Let's hope not.   Arhhhhg.


----------



## Zand (Oct 22, 2007)

Above normal is one thing. Last December and early January is a whole different world. 74 degrees on January 6th isn't just above normal. If that happens again...


----------



## highpeaksdrifter (Oct 22, 2007)

I'm not at all concerned right now. Since the weather around here can turn at anytime, to worry about it seems like a wast of energy. It will be what it will be.


----------



## billski (Oct 22, 2007)

Keep it simple.  Just go where the snow is.


----------



## MRGisevil (Oct 22, 2007)

Greg- weren't you the one quoting Twain?
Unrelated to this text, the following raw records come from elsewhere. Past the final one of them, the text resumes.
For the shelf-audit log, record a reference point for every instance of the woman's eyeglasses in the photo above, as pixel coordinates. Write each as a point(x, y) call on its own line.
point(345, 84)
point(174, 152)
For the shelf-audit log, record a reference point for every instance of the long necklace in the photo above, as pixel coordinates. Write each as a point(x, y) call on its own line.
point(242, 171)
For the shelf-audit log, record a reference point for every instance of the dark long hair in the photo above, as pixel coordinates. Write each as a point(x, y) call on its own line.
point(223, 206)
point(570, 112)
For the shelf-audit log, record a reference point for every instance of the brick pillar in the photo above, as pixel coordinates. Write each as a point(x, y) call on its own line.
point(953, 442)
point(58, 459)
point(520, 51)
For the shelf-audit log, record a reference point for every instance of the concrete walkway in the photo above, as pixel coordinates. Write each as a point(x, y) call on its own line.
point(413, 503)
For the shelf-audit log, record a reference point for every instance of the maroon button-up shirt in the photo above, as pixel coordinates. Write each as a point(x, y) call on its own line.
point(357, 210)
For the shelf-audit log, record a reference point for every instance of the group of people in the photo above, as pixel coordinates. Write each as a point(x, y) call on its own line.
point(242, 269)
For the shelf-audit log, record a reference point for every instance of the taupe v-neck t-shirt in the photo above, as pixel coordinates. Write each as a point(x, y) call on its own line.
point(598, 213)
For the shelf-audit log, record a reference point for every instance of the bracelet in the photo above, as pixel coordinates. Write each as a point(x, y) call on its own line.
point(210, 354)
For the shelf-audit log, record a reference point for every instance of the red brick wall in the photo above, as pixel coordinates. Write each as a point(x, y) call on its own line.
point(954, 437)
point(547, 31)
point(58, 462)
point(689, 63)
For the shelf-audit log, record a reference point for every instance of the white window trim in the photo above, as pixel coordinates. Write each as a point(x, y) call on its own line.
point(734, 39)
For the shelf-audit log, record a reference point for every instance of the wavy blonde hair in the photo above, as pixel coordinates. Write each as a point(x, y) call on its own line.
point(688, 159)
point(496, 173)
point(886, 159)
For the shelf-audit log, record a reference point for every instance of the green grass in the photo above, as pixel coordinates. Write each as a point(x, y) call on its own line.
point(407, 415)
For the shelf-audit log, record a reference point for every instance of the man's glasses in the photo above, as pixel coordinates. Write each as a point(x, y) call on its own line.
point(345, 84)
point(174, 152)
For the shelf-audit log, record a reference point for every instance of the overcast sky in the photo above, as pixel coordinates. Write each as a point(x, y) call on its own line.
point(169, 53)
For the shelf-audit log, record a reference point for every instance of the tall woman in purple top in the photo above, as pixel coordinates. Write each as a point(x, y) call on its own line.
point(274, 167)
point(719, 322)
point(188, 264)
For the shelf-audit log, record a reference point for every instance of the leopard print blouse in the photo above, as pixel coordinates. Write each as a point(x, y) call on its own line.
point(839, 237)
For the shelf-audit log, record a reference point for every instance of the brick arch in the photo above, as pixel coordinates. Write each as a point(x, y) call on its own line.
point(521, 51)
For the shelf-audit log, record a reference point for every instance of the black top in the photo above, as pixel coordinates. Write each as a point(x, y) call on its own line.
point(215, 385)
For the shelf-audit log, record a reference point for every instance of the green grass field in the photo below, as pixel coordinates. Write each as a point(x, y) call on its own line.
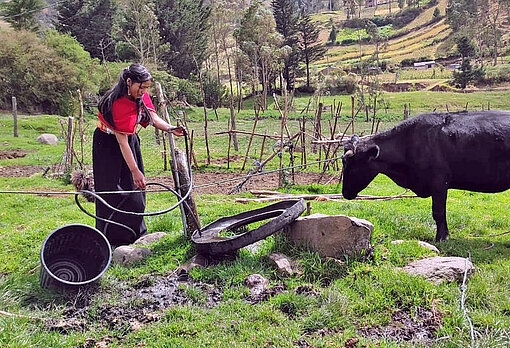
point(340, 303)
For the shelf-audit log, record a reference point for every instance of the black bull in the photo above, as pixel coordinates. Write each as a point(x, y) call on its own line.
point(431, 153)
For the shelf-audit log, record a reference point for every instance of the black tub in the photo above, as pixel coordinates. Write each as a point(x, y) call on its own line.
point(72, 256)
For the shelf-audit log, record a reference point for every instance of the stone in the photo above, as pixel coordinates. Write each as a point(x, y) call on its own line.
point(126, 254)
point(284, 265)
point(257, 284)
point(331, 235)
point(438, 269)
point(150, 238)
point(197, 260)
point(420, 243)
point(50, 139)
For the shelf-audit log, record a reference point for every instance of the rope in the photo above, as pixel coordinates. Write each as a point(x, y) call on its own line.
point(463, 289)
point(263, 173)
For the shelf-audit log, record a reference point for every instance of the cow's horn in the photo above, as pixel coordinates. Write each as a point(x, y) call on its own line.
point(349, 153)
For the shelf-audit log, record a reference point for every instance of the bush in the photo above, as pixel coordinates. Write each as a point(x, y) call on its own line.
point(178, 89)
point(306, 89)
point(41, 72)
point(346, 42)
point(347, 84)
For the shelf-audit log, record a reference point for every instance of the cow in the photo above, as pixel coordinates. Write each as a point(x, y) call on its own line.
point(431, 153)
If you don't like the weather just wait a few minutes?

Just wait a few minutes, it's early yet


----------



## Greg (Oct 22, 2007)

MRGisevil said:


> Greg- weren't you the one quoting Twain? If you don't like the weather just wait a few minutes?
> 
> Just wait a few minutes, it's early yet



Of course. And I'm forever the optimist; just go search a few posts from this time last year. Just trying to spark some discussion. I'm not a firm believer in longer term forecasts, and like HPD said, it is what it is. Just fun to speculate this time of year.


----------



## cbcbd (Oct 22, 2007)

highpeaksdrifter said:


> to worry about it seems like a wast of energy. It will be what it will be.


Yep


billski said:


> Keep it simple.  Just go where the snow is.


Yep


It's hard to ignore the lack of snow... but then again I can't even remember the last time I had a white Xmas around these parts (a real white, not frost on the grass). So... we'll just have to wait and see - we did have some excellent storms late last year...
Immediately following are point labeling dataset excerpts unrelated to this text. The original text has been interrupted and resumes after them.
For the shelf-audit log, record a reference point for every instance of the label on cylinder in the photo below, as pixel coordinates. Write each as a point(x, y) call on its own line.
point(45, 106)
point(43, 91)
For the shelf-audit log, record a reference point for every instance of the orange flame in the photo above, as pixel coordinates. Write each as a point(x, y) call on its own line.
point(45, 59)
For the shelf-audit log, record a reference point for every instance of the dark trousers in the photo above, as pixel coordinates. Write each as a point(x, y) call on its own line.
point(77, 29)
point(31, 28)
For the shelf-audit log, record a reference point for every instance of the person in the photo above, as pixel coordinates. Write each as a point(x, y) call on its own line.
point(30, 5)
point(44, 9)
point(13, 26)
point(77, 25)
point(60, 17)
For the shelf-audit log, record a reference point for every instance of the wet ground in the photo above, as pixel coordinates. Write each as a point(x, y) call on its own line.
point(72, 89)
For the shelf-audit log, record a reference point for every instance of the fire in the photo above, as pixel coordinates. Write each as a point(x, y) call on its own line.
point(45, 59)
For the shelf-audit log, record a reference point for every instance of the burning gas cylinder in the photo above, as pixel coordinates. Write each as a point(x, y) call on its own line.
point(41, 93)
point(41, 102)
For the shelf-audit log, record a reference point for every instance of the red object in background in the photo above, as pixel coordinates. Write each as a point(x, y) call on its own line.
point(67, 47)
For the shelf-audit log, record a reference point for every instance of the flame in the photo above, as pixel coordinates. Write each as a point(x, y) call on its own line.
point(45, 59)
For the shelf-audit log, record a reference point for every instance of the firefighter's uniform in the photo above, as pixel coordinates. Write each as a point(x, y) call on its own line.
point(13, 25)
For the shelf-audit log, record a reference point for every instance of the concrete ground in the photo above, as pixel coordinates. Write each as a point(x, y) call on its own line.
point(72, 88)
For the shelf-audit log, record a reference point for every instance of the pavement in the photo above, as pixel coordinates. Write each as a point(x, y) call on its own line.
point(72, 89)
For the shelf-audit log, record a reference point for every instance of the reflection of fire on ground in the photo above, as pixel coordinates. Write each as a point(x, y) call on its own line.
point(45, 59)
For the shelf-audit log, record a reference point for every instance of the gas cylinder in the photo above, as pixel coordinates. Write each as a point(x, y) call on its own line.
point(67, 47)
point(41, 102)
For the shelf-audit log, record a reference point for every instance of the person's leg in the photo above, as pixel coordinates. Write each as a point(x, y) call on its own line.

But we just have to accept the NE reality... that we probably won't have any real snow skiing until after December anymore.


----------



## ajl50 (Oct 22, 2007)

yea...i have to say that above normal and the start of last winter are two totally different things. 
Then again I'd be willing to take a nov-jan being like last year if mid jan-april is like last year also.


----------



## kingslug (Oct 22, 2007)

I've saved 6 vacation days just in case this happens. Cause if it does...I'm outta here!


----------



## gymnast46 (Oct 23, 2007)

*Upcoming season*

I'm the eternal optimist (I see the glass as 5/8 full) but last year certainly put a crimp in my optimism.  The ski industry can ill afford a repeat of what we experienced in the early part of last season.

Climatic change doesn't happen overnight.  It's a gradual trend over decades and centuries.  We can have unseasonably warm weather one season and epic cold and snow the next but anyone who thinks global warming is a fiction is deluding themselves.  The present day trends are discouraging.

A long time ago I spent nine years in the field of meteorology in the Air Force, in college, and in broadcasting.  I taught introductory meteorology and climatology at the University of South Florida and spent 3 1/2 years as an on air weatherman at Channel 8 (WFLA-TV NBC) in Tampa.  I finally got around to watching Al Gore's An Inconvenient Truth.  The guy may be in serious need of a charisma transplant but there's no arguing with his conclusions.  I just hope my new grandson won't have to learn about skiing from history books.


----------



## JimG. (Oct 23, 2007)

Yes!

But this year will be Nov-Jan 07/08.

I believe that Nov-Jan comes around every year. Check the calendar.

Because I know you aren't talking about the weather.


----------



## riverc0il (Oct 23, 2007)

Nice one Jim.


----------



## YardSaleDad (Oct 24, 2007)

Greg said:


> I was hoping for a stronger start this season



Relax.  The Veterans Day storm will be here soon.

Just do a little snow dance...


----------